Pruaitch lays the blame for recent failures

By Martyn Namorong

Speaking during the Speaker’s Summit on Wednesday, Opposition Leader Patrick Pruaitch warned against the politics of scape-goating of resource sector for Papua New Guinea’s social and economic ills.

“I am unhappy about the constant harping that PNG laws have been copied from overseas jurisdictions and that they are undermining the national interest,” Mr Pruaitch said.

Mr Pruaitch pointed to the fact that unlike Australia, PNG laws enable state equity participation in both minerals and hydrocarbons.

PNG’s Oil & Gas Act enables the PNG Government to buy a 22.5% stake in any oil or gas development. It includes provisions not seen anywhere else in the world. Besides royalties paid to landowners, a development levy provides additional revenues to Provincial and Local Level Governments.

“In virtually all Commonwealth countries, resource project royalties accrue to the State. In PNG, they go directly to landowners, an initiative that was directly driven by the late Hon. Anderson Agiru, a true son of Hela,” he said.

The late Anderson Agiru spearheaded the 1998 Special Parliamentary Committee on Oil and Gas and made recommendations for changes to the then Petroleum Act. Agiru put his heart and soul into carving out the Oil & Gas Act, and it is a grave injustice to credit the work of this great Papua New Guinean to an unknown foreigner. It was Agiru himself who, subsequently in Kokopo, spearheaded the goal of acquiring additional equity in PNG LNG for project landowners.

Mr Pruaitch reiterated the fact that it is the role of the government to deliver public services to the people.

“I am not aware of any part of the world where mining and petroleum companies deliver education, health and social services,” he said.

Mr Pruaitch stated that PNG’s current difficulties with delivery of goods and services were the result of poor economic management by the previous O’Neill regime also referred to as the Clowns of Crown.

He said that rather than killing the goose that lays the golden egg, the government should reflect on how Clowns of Crown squandered massive revenue growth.

When the O’Neill Government took office in 2012 it managed a record K9.7 billion National Budget. In the intervening period to 2018, government revenue and grants increased by an amazing 45%.

“According to the 2018 Final Budget Outcome released a few weeks ago, government revenue and grants last year hit an all-time record of K14.1 billion,” Mr Pruaitch said.

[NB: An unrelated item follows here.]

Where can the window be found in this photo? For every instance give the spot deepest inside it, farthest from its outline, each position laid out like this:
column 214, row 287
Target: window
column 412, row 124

“So how can we, in the Opposition, believe the nation faces an economic crisis when Government revenue was K1.3 billion more than projected revenues in the 2018 Budget and K2.6 billion more than it was in 2017.

“Virtually any country in the world would have been over the moon with such windfall revenues,” he said.

In PNG’s case, the country got deeper into debt and the government failed to pay for goods and services it purchased.

“The heart of this crisis is simple, “Pruaitch added.

“The O’Neill Government was incapable of living within its means.

“It squandered unsurpassed revenues and borrowed and spent an additional K17.1 billion.

“Debt in 2018 hit a record K25.6 billion, rising from K8.5 billion in 2012.”

The previous NA-led Government had lowered the debt burden, while progressing significant economic growth and diversification. By contrast, the O’Neill Government has overseen falling employment and incomes and a lack of capacity to deal with natural disasters and economic downturns.

There is a danger that current plans, which are driving away foreign investment, will hurt government revenues in the year ahead amidst fears regarding a slowing of the world economy.

In its latest PNG Economic Update, the World Bank warns that “persistently low net inflows of Foreign Direct Investment (FDI) indicate a largely unfavourable business environment”. Recent policies, the World Bank warned, will further erode the PNG’s image to foreign investors.

Mr Pruaitch said the government, the community and business sector should work cooperatively in a win-win strategy. This will underpin economic recovery, along with economic diversification and sustainable medium-and longer-term growth.

Such a strategy, he said, will reduce widely experienced poverty levels and keep alive ‘the richest black Christian nation’, aspiration to which Prime Minister Marape subscribes.